Calculating percentages in Presto


March 27, 2020

One trick I use all the time is calculating percentages in SQL by dividing with the count. Percentages quickly tell me how much coverage I’ve got when looking at the top few rows. However Presto uses integer division so doing the naive thing will always give you 0 or 1. There’s a simple trick to work around this: replace count(*) with sum(1e0).

Suppose for example you want to calculate the percentage of a column that is not null; you might try something like

SELECT count(col) / count(*) AS col_pct_nonnull
FROM some_table

However I was surprised when I got a 0; was the whole column null? It is because Presto uses integer division by default. So 1/6 gives 0 and 7/6 gives 1.

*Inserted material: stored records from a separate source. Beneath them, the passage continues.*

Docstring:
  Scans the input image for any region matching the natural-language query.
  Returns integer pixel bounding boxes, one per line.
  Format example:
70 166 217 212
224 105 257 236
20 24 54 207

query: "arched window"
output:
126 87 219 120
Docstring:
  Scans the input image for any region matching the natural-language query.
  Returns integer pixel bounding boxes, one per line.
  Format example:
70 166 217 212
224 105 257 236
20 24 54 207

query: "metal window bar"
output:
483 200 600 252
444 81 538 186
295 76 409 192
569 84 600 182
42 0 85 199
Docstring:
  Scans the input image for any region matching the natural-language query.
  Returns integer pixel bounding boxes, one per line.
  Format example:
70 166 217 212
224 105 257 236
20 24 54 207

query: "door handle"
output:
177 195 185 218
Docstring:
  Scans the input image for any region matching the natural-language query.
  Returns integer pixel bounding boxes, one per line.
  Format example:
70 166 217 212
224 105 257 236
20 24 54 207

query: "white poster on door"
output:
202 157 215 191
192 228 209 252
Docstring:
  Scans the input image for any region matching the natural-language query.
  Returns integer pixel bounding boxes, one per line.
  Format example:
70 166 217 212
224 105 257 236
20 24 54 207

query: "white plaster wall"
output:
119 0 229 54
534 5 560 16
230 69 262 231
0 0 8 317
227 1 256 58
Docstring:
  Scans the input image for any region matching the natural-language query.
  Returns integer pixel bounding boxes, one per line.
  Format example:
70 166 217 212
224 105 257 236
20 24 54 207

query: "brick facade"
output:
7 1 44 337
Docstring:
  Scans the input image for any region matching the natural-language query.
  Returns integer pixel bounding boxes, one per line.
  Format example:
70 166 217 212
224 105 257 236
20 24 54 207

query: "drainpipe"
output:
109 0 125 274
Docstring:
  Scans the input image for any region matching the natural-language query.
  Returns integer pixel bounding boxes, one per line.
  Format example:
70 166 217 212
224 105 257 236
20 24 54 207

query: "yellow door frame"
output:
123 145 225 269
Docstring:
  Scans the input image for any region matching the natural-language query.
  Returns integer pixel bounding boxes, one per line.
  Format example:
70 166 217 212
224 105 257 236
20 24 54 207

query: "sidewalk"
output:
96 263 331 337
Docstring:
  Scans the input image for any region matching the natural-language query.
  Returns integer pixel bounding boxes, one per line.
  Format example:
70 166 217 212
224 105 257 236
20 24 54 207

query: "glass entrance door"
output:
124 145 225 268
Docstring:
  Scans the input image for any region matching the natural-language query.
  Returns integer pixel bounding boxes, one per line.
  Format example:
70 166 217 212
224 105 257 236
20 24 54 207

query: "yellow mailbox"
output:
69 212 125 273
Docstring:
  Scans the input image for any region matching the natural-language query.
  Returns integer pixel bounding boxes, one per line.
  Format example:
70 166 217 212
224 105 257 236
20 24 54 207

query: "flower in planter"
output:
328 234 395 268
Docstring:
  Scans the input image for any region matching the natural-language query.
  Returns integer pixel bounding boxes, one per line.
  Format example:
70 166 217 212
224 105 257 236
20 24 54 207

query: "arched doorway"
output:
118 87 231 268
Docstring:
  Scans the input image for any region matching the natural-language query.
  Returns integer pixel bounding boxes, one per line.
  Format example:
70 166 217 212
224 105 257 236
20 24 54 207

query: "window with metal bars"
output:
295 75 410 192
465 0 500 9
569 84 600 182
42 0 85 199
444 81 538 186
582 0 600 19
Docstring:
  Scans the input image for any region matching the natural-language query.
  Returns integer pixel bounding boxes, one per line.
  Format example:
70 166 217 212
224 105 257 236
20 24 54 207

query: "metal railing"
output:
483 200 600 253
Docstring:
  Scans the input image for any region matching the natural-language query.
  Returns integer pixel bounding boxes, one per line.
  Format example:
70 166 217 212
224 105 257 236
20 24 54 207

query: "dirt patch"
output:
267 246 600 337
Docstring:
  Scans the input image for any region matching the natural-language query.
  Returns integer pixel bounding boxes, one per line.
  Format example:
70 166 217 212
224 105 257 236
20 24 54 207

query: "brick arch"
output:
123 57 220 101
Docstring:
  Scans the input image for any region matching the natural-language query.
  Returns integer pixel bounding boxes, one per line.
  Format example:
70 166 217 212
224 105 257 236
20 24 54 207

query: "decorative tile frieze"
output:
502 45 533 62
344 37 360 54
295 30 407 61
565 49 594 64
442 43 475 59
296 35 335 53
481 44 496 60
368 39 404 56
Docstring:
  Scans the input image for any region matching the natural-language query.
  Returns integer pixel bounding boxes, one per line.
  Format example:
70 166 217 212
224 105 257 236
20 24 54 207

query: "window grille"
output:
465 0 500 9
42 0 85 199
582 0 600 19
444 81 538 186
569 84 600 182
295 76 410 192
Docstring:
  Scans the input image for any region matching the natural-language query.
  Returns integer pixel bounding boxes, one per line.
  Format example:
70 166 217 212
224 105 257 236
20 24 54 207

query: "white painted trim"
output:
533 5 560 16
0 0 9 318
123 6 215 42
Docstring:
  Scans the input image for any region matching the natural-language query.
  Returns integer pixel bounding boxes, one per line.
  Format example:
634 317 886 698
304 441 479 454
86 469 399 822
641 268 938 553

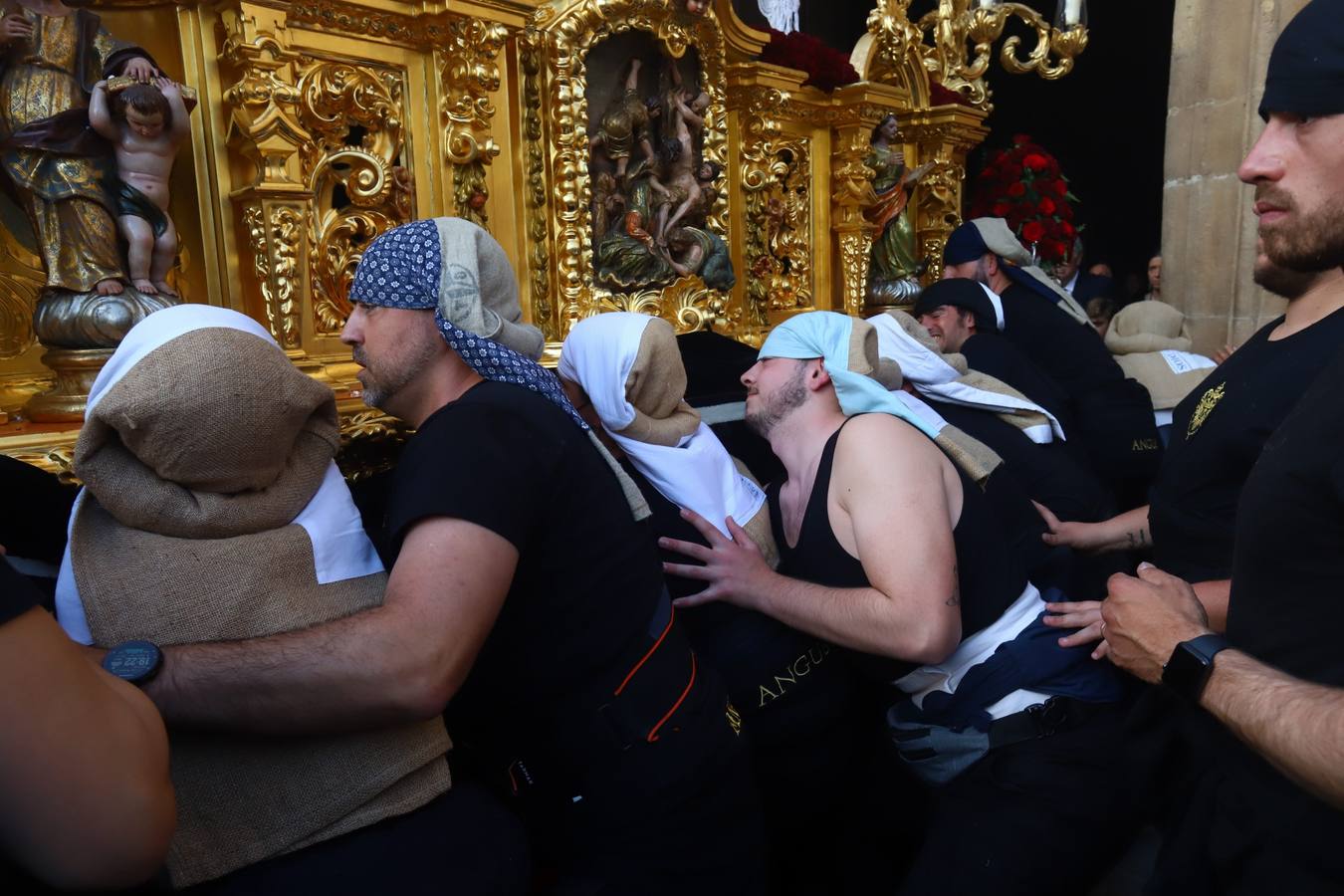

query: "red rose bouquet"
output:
967 134 1078 268
761 28 859 93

One way to work around this is by explicit casting to double:

SELECT count(col) / cast(count(*) AS DOUBLE) AS col_pct_nonnull
FROM some_table

But that’s a lot of typing very quickly. We can try to coerce the number by adding a decimal, but this changes it to fixed precision in Presto. So SELECT 1/6., 1/6.0, 1/6.00 returns 0, 0.2, 0.17. This can be useful if you want to show a truncated percentage, e.g for 3 decimal points. However in Athena these all coerce to floating point returning 0.1666…

-- 3 decimal places in Presto
-- Floating point in Athena
SELECT count(col) / sum(1.000) AS col_pct_nonnull
FROM some_table

However I tend to prefer storing things in double precision; otherwise if you do something like calculate a cumulative sum the rounding errors can compound. You can force this in Presto by explicitly using scientific notation; SELECT 1/6e0 gives the result to double precision 0.16666… So we could change our query to:

SELECT count(col) / sum(1e0) AS col_pct_nonnull
FROM some_table

If you’re ever doing a division in Presto or Athena it’s good practice to throw in a 1e0 * to make sure you’re doing floating point arithmetic, otherwise you will often get misleading results.